Creem Magazine, February 1976: 

Patti’s heroes may be gone, but she is both with us and for us, so strongly that her music is something, finally, to rally around. For one thing, she has certain qualities that can make her a hero to a whole generation of young girls; Patti has done more here for woman as aggressor than all the Liberation tracts published, and has pushed to the front of the media eye that it is just as much a process (ordeal) learning to “become” a “woman” as it is for men wrestling with all this ballyhoed “manhood” business. It’s this tough chick who walks like Bo Diddley and yet all is all woman like we’ve been waiting for so long, a badass who pulls off the feat of being simultaneously idol of women and lust object of men (and women, no doubt).

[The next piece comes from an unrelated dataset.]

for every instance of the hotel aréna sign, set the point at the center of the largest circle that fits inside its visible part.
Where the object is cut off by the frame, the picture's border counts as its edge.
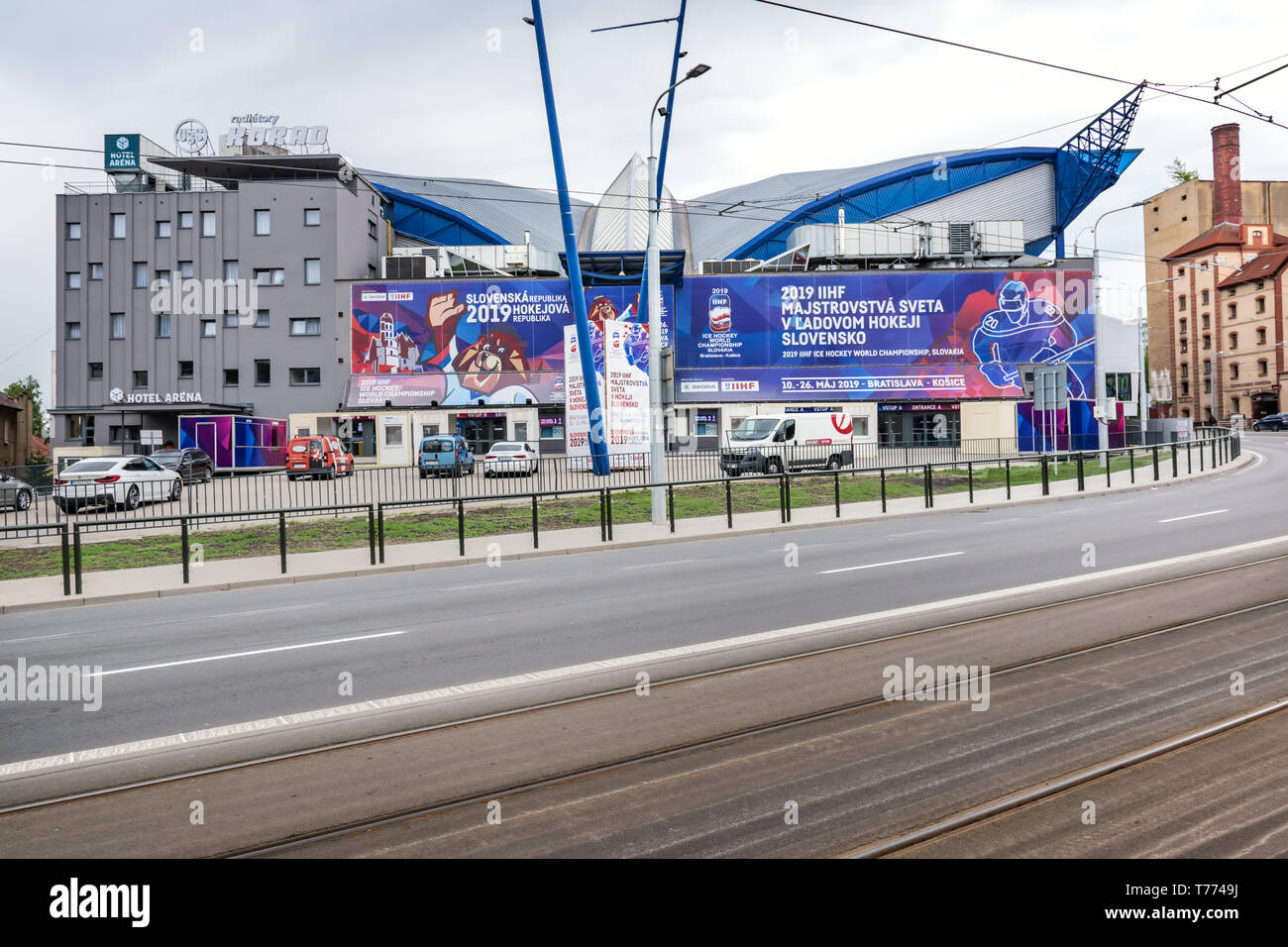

And even more than that, Patti’s music in its ultimate moments touches deep wellsprings of emotions that extremely few artists in rock or anywhere else are capable of reaching. With her wealth of promise and the most incandescent flights of and stillnesses of this album she joins the ranks of people like Miles Davis, Charlie Mingus, or the Dylan of “Sad Eyed Lady” and Royal Albert Hall. It’s that deeply felt, and that moving: a new Romanticism built upon the universal language of rock ‘n’ roll, an affirmation of life so total that, even in the graphic recognition of death, it sweeps your breath away. And only born gamblers take that chance.